Chapter 10. GelScape

Contributed by Paul Stothard, Bioinformatician, Canadian Bioinformatics Help Desk, University of Alberta

Young N, Chang Z, Wishart DS. GelScape: a web-based server for interactively annotating, manipulating, comparing and archiving 1D and 2D gel images. Bioinformatics. 2004 Apr 12;20(6):976-8. Epub 2004 Feb 5 [PubMed] [PDF].
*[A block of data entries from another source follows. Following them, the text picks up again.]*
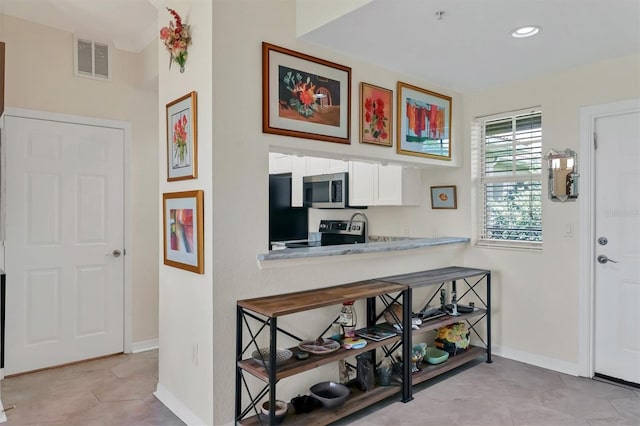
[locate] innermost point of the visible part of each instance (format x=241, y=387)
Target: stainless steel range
x=335, y=232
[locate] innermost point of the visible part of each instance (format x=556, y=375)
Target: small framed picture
x=184, y=230
x=444, y=197
x=182, y=138
x=376, y=115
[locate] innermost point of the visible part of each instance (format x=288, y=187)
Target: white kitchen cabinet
x=397, y=186
x=298, y=171
x=323, y=166
x=361, y=183
x=337, y=166
x=316, y=166
x=380, y=185
x=279, y=163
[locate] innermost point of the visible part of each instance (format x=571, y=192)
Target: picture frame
x=423, y=123
x=376, y=115
x=444, y=197
x=183, y=220
x=182, y=138
x=304, y=96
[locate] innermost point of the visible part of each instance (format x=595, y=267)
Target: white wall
x=536, y=293
x=234, y=172
x=39, y=76
x=186, y=345
x=240, y=188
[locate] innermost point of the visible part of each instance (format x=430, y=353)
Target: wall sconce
x=563, y=175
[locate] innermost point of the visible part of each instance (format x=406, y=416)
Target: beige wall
x=240, y=196
x=39, y=76
x=536, y=293
x=186, y=345
x=200, y=310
Do you run a lot of protein gels? Do you find yourself searching for gel images from your previous experiments, either for comparison purposes or when it is time to publish? Keeping track of gel images can be a daunting task. There is help however—a new web-based tool called GelScape. GelScape stores your images in a private database, and it allows you to add detailed annotations, so that the information needed for interpretation is always available (Figure 1). But the most exciting feature of GelScape is that it permits accurate gel comparisons, through image morphing, annotation transfers, and image overlays. GelScape can be used online at http://www.gelscape.ualberta.ca/, or it can be installed and run locally. Because it is written in Java, GelScape can run on any current computer with a web browser. The price is right too--it's completely free! Commercial products with similar features typically cost between $3000 and $5000. Additional information, including a GelScape tutorial, is available at the above website.

GelScape Screen Shot

Figure 1. GelScape's Annotate&View Mode. This mode allows the end user to annotate and view spots on a gel. In the above 2D gel image, the ATP5B spot is selected, as indicated by the green cross in the left pane, and annotation about this spot (protein name, spot label, Swiss-Prot/GenBank ID, spot volume, organism, cellular location, MW, comments) appears in the right pane.